Wish there was a roadmap …
It’s easy for someone who is 25 pounds overweight to figure out what their ultimate goal is …it’s lose 25 pounds. Done. Next! But when you are hundreds of pounds overweight …and it takes years and years to get there? When you have no frame of reference as to what it’s like to be anywhere near a reasonable weight because you’ve been obese your entire adult life … It’s not easy to figure it all out. Right now I don’t even feel like myself. I feel like I’m in a rented car. Albeit, it’s a pretty freaking fast rented car, by comparison. Call it my “Maserati-me”. If you’ve driven a Ford F350 Super Duty all your life, it feels damn weird to slide behind the wheel of something that has 12 cylinders of Italian-tuned auditory bliss. But the good news is that there isn’t a time limit on this. I’ll figure it out even if I have to draw a new map from scratch.
This week was on the weak side to start off. I ended up binging on some chocolate chips and had a couple beers. My Friday topped out just above 2000 cals. So that wasn’t great. Later on the week in ended up having cheese with triscuits. Yes they are delicious …but oh so bad for me. Both the crackers and the cheese are loaded with things I just don’t need. But nevertheless, I broke down and partook. Generally I can manage the quantities pretty well so the overall calories are still in check – but they aren’t clean calories. Certainly, they are not the kind of calories I want to see me consuming. Other than those two stumbles, the rest of the week was clean and healthy. I’m actually really proud of how I turned things around.

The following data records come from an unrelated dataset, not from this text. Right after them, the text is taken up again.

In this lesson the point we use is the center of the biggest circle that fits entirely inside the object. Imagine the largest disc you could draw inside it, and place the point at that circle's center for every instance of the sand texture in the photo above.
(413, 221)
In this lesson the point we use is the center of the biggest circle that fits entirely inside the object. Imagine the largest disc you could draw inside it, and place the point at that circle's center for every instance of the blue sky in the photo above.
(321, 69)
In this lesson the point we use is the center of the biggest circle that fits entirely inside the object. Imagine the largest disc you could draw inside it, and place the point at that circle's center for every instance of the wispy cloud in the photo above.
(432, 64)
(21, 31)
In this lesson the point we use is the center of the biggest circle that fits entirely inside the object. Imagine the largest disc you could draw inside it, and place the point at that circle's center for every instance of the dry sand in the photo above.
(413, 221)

Ahhh…we had ONE day of very nice weather before things got crappy and we actually ended up getting snowed on! But that one day …oh what a day! It was my first bike ride of the season. I cannot tell you how thrilled I was to pull that off! I did 13 miles, out to Birch’s and back. It was actually a pretty difficult ride not just as the inaugural ride of spring 2019, but because my front derailleur was out of adjustment and I lost the ability to access my top 8 gears. So it was a slower ride! The good news, I now have it fine-tuned and I am just waiting for warmer weather to test it again.
Overall, this week I was on the elliptical for five days …30 mins per. I’m really happy with that. Then I added free weights on one day, the 13 mile bike ride on another and a 3 mile walk on yet another day. It’s been a great week for being active considering the snow storm we endured!
Obviously my thoughts are consumed with the next steps. For the short term, and for next week, I want to continue my streak of weight loss and add another pound or two. Good consistent progress is a great plan and I’m hoping I can keep it going. I need to keep my calories in check and keep them clean, if possible. I am still very apprehensive of having one bad day because, repeatedly, my body seems to stop all forward progress with just one bad day. So I do feel a lot of motivation to do well each week. It’s not easy to do that …but I do the best I can. Holding myself accountable for any progress helps keep me putting one foot in front of the other.